My initial reaction was one of frustration. I didn’t feel like I was valued for any of the expertise that I had earned, worked hard for, and proved.
And I was confused. Web-surfing became my life, through hard-to-navigate state department of education websites and portals that looked like something I had created back in my college sophomore computer science class in 1998.
I looked elsewhere, quickly finding a job outside public education, at Mount Holyoke College, preparing teacher-candidates for their first classrooms.
I’m thankful for my current career path and the winding road of a leadership journey I’ve been on, but I can’t help but wonder what might have been if I hadn’t hit this barrier.
This leads me to a few large, simmering questions:
1. How do our complicated certificate and license issues affect educator retention?
2. How does the patchwork of certification and licensure systems affect or even add to education shortages as a nation?
3. Why is National-Board certification, the gold standard for teaching, not the natural answer to licensure and certification issues?
4. How can we not lower the bar but simplify the system?
I alone don’t have the answers to those questions.

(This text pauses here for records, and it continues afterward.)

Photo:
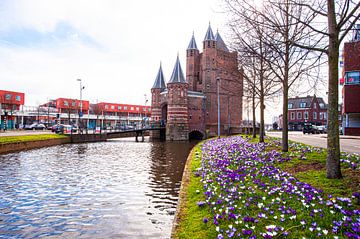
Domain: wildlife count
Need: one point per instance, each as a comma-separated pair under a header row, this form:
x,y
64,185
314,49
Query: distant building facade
x,y
15,114
351,88
189,106
10,102
309,109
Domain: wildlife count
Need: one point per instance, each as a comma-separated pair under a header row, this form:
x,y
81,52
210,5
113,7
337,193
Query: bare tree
x,y
250,40
332,22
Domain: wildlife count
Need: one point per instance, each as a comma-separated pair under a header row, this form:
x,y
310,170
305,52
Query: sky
x,y
115,47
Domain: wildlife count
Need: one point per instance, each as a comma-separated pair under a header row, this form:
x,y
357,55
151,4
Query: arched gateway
x,y
187,107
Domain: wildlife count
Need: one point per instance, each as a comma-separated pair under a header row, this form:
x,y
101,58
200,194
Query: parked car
x,y
310,129
65,129
35,126
321,129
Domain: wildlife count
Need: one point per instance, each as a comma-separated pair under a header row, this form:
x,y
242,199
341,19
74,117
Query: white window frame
x,y
299,114
306,115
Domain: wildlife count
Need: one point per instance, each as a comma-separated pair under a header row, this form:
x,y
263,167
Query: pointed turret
x,y
220,42
160,80
192,44
177,76
209,36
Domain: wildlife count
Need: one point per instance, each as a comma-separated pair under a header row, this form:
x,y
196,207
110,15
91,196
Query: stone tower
x,y
209,75
177,126
192,64
156,114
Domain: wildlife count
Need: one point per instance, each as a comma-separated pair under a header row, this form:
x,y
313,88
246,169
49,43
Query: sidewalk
x,y
344,137
23,132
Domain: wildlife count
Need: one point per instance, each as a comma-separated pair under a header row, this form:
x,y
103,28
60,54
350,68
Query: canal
x,y
114,189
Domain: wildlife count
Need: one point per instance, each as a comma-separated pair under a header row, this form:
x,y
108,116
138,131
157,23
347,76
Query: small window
x,y
306,115
299,115
292,115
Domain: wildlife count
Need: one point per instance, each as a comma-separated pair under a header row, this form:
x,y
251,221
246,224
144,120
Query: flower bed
x,y
248,196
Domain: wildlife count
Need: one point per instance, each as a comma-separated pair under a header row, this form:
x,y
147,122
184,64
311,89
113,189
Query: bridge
x,y
138,133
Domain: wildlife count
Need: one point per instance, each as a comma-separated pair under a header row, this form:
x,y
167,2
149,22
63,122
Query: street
x,y
349,144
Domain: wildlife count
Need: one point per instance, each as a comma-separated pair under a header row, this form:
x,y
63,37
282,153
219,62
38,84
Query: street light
x,y
218,95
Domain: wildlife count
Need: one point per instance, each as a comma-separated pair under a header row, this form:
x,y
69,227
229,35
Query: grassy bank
x,y
240,189
27,138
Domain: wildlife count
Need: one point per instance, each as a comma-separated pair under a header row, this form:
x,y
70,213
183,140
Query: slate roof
x,y
160,80
307,100
192,44
220,42
177,76
209,36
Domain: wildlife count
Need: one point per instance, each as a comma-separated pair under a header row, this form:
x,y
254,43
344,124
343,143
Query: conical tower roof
x,y
209,36
192,44
177,76
220,42
160,80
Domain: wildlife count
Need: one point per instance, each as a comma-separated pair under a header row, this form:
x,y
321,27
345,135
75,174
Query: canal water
x,y
114,189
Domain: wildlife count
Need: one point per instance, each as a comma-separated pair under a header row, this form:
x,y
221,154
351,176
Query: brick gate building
x,y
188,106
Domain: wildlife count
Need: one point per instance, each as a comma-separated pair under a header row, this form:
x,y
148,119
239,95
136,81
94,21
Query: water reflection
x,y
117,189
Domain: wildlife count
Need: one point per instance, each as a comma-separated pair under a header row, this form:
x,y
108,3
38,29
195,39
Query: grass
x,y
307,164
191,224
27,138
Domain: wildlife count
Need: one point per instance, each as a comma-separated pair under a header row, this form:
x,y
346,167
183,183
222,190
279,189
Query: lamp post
x,y
145,115
81,88
218,96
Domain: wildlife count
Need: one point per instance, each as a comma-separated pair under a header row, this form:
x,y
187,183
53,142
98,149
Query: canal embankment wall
x,y
20,146
185,181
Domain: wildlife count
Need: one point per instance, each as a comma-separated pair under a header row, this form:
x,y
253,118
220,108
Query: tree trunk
x,y
285,136
262,128
333,145
254,115
285,133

But I’m hopeful for recent states’ and organizations’ efforts to streamline and clarify the process for teachers. (I thank you and see your efforts, new home state!)
The National Association of State Directors of Teacher Education and Certification has drafted an interstate agreement that helps teachers navigate the map of reciprocal states, and—I hope—will encourage states to move toward measures that make it easier for teachers to move across state lines.
Also, the Education Commission of the States recently released a map and research, which shines some light on state reciprocity, and found that more states are making it easier for teachers to transfer their licenses.
We have taken some steps in the right direction. But we must continue to engage in dialogue about our licensure system as a profession and as a nation, digging into the hard work to press out the wrinkles so it makes more sense.